Inventing the flat earth.

This book was one I heard about last year when one of our lecturers for medieval history mentioned it in passing. Being rather bored during the week, I went looking for it. It’s by a guy called Jeffery Burton Russell and the edition I have dates from 1991. It’s well worth having a look for if your into medieval history or into how myths can spread - rather in the same way as the ‘wiped off the map’ comment from the Iranian president has spread despite the way it appearently never happened. The isbn for this edition is 027595904x.

But what’s the book about exactly and is it any good?
Well, the book itself deals with the idea that says that people in the ‘middle ages’ up until Christopher Columbus believed that the earth was a disk and that you could sail off the edge. In the telling of the story, the ’superstitious, cowardly Catholic Church’ forced people into believing this idea despite the fact that the Greeks and Romans had, centuries earlier pretty much proved that the earth was a sphere. This continued until Columbus sailed to America ‘proving’ that the earth was round.

And that’s appearently what everyone believes, even though there’s no actual documents or other evidence to show that people in the ‘middle ages’ actually believed this.

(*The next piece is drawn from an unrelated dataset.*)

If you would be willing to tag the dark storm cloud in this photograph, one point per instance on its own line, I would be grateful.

The point of the book is partly to deconstruct this theory, and secondly to show how these ideas can spread when there’s a group of people pushing the idea. In this book they show you the who and why - basically humanists and scientists and darwinists who pushed this idea when science and religion came into conflict - such as when teachers were prosecuted for teaching evolution.

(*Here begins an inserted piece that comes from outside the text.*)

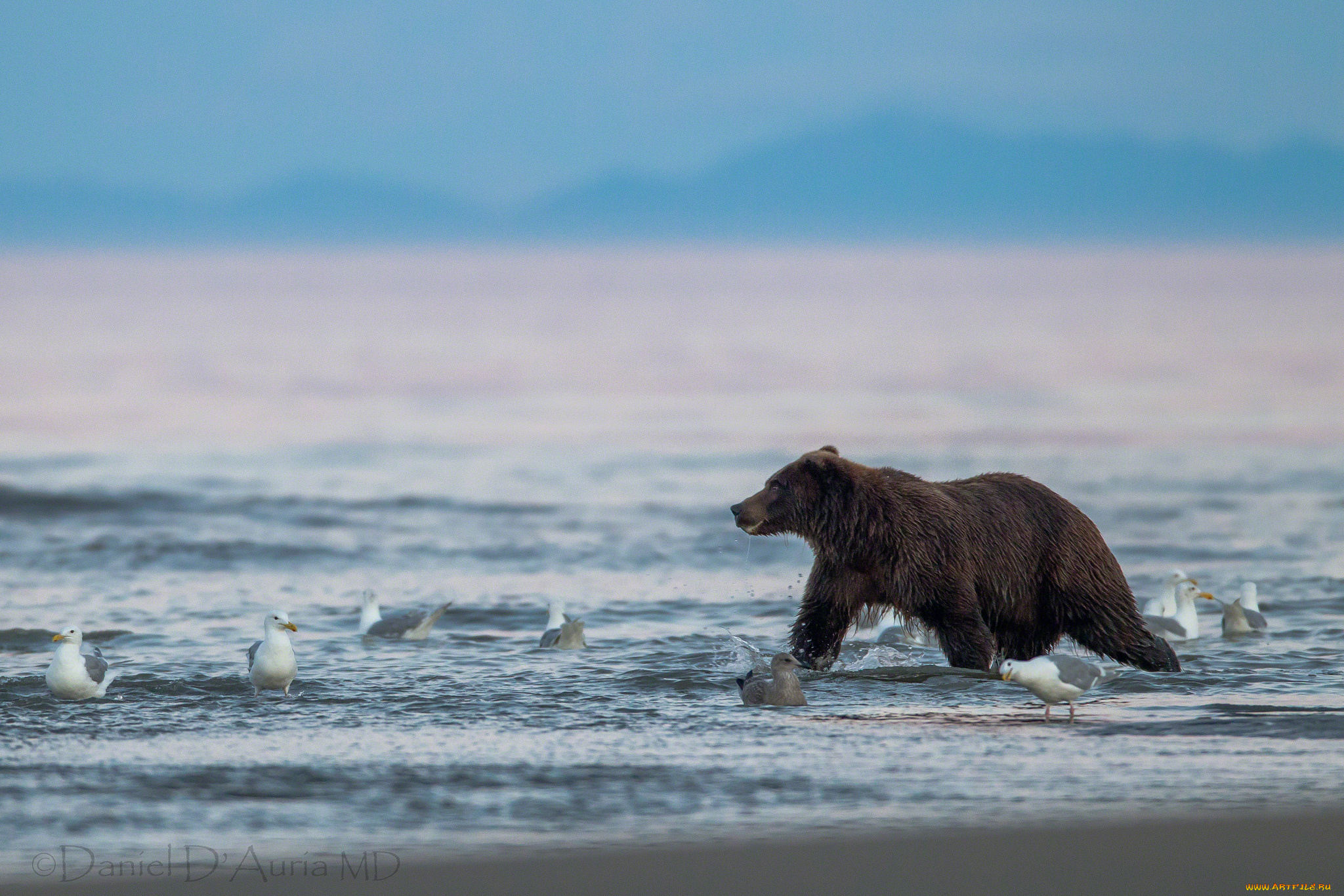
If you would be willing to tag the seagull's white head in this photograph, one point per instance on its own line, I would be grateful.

Whats of most interest is how this became fact - namely people not checking sources. Or, in some cases accepting others assesment of sources as fact and not checking those.

As an aside, one of our lecturers pointed out that there’s a quote from a famous person he knows that person said, but he can’t find a book with the quote. He used it in one of his books and now references his own work when using that quote. He still dosen’t know where the quote originally came from. And basically, what this book is about is a large number of people doing the exact same thing but on a much bigger scale.

The book itself is only 80 pages long, with 20 of footnotes. Obviously, I haven’t checked whether the story is right (the cardinal sin the book warns against) and I’m accepting the word of my lecturer and the author of the book that whats said is actually the case. Shows that history repeats itself I guess.